1. Coordinate planning and highlight key points
the large number of rural drinking water insecurity in China requires a comprehensive approach, focusing on key areas, and step-by-step implementation based on actual conditions; In rural water supply project construction, it should be coordinated with new rural and small town construction plans, combining short-term and long-term needs, and comprehensively considering the water needs of livestock and poultry breeding as well as secondary and tertiary industries. During the 11th Five-Year Plan period, focus on solving serious water quality issues affecting health such as rural residents' drinking high-fluorinated water, arsenic water, brackish water, polluted water, and microbial diseases, as well as severe water shortages in some areas; Priority is given to solving drinking water safety issues for ethnic groups with small populations, reservoir migrants, schistosomiasis-affected areas, villages in heavily diseased water-related areas, overseas Chinese farms, and rural schools.
solving rural drinking water safety issues, we must first protect drinking water sources, designate water source protection zones, strengthen protection of water sources, and prevent pollution and human damage to water supply sources; In particular, prevent water source pollution and damage caused by mining, industry, etc., and, following the policy of "who pollutes, who destroys, pays," ensure effective source control; At the same time, farmers are guided to apply fertilizers and pesticides scientifically, reduce non-point source pollution, strengthen the treatment of rural wastewater, garbage, and manure, and carry out comprehensive rural environmental sanitation improvement. In the construction and management of rural water supply projects, appropriate water purification measures should be taken based on the water source and other conditions; At the same time, water quality testing has been strengthened, and a water quality monitoring system has been established to ensure water supply safety.

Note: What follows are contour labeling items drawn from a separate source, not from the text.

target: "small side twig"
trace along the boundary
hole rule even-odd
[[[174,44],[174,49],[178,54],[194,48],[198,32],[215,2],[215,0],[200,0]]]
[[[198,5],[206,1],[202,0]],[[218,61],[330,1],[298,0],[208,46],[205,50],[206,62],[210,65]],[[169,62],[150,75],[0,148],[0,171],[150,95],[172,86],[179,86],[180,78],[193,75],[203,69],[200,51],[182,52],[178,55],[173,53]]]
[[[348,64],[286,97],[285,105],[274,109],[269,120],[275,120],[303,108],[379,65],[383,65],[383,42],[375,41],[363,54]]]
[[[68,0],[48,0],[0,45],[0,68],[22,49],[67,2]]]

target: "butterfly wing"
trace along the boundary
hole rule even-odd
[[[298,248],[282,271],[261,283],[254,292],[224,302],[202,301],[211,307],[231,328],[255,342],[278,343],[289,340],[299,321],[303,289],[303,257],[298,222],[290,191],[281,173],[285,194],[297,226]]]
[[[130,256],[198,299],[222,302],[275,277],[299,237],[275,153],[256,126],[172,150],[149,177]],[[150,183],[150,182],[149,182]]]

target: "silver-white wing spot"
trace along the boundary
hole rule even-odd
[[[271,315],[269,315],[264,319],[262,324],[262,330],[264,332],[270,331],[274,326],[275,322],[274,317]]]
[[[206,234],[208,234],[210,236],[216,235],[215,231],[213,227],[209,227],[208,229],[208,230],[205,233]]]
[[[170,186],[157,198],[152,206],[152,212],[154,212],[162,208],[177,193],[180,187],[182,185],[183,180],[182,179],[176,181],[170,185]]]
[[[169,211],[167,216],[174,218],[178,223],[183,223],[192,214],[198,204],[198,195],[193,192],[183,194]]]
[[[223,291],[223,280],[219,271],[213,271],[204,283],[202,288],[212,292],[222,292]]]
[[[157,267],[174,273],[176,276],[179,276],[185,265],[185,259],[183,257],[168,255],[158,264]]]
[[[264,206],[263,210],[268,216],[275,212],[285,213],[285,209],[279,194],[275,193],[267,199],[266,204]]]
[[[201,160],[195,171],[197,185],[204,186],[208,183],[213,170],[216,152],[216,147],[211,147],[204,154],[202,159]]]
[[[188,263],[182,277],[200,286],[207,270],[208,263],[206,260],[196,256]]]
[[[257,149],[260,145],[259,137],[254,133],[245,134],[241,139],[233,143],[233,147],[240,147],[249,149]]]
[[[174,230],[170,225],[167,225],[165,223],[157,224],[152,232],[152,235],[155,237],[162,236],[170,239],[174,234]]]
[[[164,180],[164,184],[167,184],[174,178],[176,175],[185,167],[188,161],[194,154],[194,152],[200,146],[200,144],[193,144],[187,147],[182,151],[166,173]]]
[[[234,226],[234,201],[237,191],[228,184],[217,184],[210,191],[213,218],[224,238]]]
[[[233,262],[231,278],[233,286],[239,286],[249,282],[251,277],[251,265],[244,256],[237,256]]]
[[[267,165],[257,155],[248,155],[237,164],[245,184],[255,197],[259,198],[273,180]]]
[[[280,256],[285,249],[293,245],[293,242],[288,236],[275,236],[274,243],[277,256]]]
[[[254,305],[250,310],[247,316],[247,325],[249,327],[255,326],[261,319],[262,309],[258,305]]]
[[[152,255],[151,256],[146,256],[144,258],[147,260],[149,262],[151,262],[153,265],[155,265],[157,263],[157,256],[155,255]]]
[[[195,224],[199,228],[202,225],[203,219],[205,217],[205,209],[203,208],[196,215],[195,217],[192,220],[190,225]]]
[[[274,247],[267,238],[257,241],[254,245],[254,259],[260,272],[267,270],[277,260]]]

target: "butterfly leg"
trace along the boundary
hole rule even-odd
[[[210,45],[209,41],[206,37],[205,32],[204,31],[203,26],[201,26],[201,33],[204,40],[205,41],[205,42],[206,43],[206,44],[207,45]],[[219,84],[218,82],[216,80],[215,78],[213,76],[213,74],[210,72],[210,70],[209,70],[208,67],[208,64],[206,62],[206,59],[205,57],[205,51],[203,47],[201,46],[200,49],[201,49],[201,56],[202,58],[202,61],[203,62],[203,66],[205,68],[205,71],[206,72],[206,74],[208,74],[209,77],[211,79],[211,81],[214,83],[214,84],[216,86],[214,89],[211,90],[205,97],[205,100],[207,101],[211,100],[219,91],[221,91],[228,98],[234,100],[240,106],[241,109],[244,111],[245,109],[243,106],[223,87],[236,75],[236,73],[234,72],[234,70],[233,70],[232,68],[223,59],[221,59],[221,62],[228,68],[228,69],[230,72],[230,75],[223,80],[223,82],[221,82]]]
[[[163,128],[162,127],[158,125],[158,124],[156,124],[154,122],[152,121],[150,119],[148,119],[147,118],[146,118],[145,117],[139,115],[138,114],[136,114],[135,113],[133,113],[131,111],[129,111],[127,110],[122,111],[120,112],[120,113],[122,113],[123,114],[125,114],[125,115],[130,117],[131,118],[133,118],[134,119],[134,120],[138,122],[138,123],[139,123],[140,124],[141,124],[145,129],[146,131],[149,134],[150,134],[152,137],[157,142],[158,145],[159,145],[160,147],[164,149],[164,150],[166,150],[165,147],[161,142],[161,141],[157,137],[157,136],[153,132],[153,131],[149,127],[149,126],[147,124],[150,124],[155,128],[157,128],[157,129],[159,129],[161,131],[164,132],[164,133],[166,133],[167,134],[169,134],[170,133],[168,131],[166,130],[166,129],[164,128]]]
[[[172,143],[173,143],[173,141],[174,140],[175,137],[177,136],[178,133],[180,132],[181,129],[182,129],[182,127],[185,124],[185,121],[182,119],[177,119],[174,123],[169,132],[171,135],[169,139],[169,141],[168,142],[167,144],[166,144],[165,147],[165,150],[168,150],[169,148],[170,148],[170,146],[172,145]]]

rural water supply project construction, it is necessary to fully consider regional water resource conditions, adopt resource-saving construction methods, ensure proper water resource allocation, properly handle the relationship between domestic and production water use, prioritize ensuring domestic water demand, and focus on ensuring water source security rates in drought-scarce areas; Based on local natural, economic, social, and water resource conditions and the needs of village and town development, regional water supply project planning should be well done, strengthening reliability and sustainability evaluations, balancing water quality and quantity, and reasonably selecting water sources, project types, supply scale, and purification measures. Where conditions permit, it is advocated to develop moderately scale clustered centralized water supply and household supply, or to rely on existing water plants to develop tap water by extending their supply networks; In regions with high water production costs, it is recommended to supply drinking water and other domestic water quality; Farmers living scattered in hilly areas can adopt decentralized water supply.
improve the construction and management methods for rural drinking water projects, ensure project quality, implement management entities and responsibilities, improve fund utilization efficiency, and form a healthy operating mechanism. The rural drinking water safety project is mainly government-funded, attracting social participation and encouraging farmers to invest in labor and labor, but avoiding increased burdens on farmers. Strengthen preliminary work and strictly follow project review and approval procedures; For completed drinking water projects, systems for acceptance, follow-up investigation, and water quality monitoring should be established, and effective measures should be taken promptly to address issues. Solving rural drinking water safety issues is mainly the responsibility of local governments at all levels, with guidance and financial support from the central government; Relevant departments should divide responsibilities and cooperate closely. Health education should be strengthened, drinking water safety knowledge should be popularized, and water conservation should be vigorously advocated.